I shake my head and take a deep breath.
"This changes nothing," I answer softly. "If anything, it makes my
conviction even stronger. I have to go, Papa. If I only have
fifteen years left, I want them to be spent living. And what I do
here? It's not living, Papa. I'm barely getting by, barely
surviving. Don't you want more for me than that?"

The corners of his eyes glisten. But his jaw
is hard-set and stubborn.

I continue before he can say anything.
"Don't you want me to be happy?"

My voice falls away. The words hang between
us, filling the small space of my room with a charged silence. I
refuse to say anything until I have his answer. He refuses to
answer me. Instead, we stare at one another, two sets of stubborn
umber eyes, the only features I inherited from him.

"Where would you go?" he asks somberly. "Did
you really think I haven't thought all of the options through?
There is nowhere in the world you could go where they wouldn't find
you. Always their machines are pulsing, tracking every movement the
magic makes around the world. Always they are watching for it. It
is safer to be here under their noses than out there on the run
with no food, no warmth, no protection. You are still a child, my
darling Omorose, just a child. You don't understand what you are
asking for."

My heart warms when I hear the endearment
from his lips, the same one my mother used to use. My darling
Omorose. Their darling. And I love his love for me, his concern for
me. But I'm not a child, and I haven’t been one in a very long
time.

I've spent so long dreaming of escaping this
place that an answer rolls smoothly off my tongue, one I've
practiced a million times in my thoughts. "I'm going to find Queen
Deirdre and Prince Asher. He's still my fiancé. He'll keep me safe.
And no one will be able to tell I'm there. On their machines, the
magic all looks the same. Once I'm in Queen Deirdre's realm, they
won’t be able to tell my magic from hers. They'll think it's the
same. I have thought this through, Papa."

His brows furrow tightly and then lift as an
almost apologetic expression passes over his face. He stands,
crossing the small room quickly. The mattress dips below his weight
as he hugs me to his side, sighing deeply.

"What?" I ask softly.

He kisses my temple. I look up at him,
confused.

"Did you hear the announcement?" he finally
says, voice so gentle I hardly recognize it.

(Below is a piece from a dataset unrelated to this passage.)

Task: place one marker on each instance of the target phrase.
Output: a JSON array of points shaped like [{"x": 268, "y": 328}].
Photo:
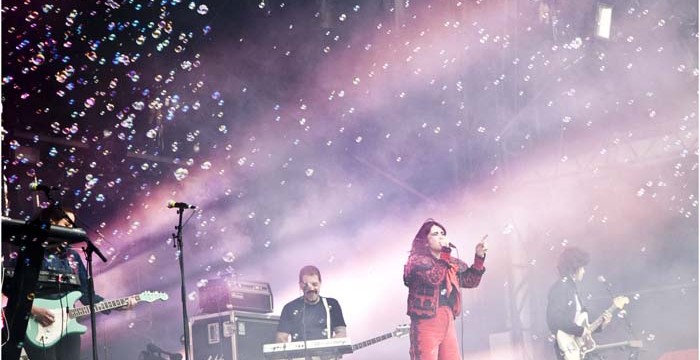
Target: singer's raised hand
[{"x": 482, "y": 247}]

"Yes," I say, breathing the word more than
saying it as the wheels in my head start to spin. New York City.
New York City. The name turns over as I shuffle through my
thoughts, trying to place it.

"Kardenia," I whisper. "New York City is
Kardenia."

My father nods.

Suddenly everything becomes clear.

"Queen Deirdre is the magic user they
killed?"

My father nods again.

"And the magic is gone?"

"Yes," he confirms, gauging my reaction.

But I'm numb. For so many years, I'd been
practicing my speech. My plan had been foolproof. How could my
father deny me the right to find my fiancé? How could he refuse to
let me go to a city where he knew I'd be safe? How could he prevent
me from fulfilling a contract he himself signed a decade
before?

"Asher is dead," I murmur.

And all my plans have died with him.

"I'm sorry, Omorose." My father hugs me
tighter, but I can't feel it. My limbs have grown cold. "If the
magic is truly gone, then we both know what must have happened. The
last heir has to die for the magic to be released back into the
world. Queen Deirdre was killed, her magic passed to her only heir,
her son, and then he was killed as well. There is no other way to
get rid of the magic, or your mother would have told me long ago.
She would have done it to save you from her fate."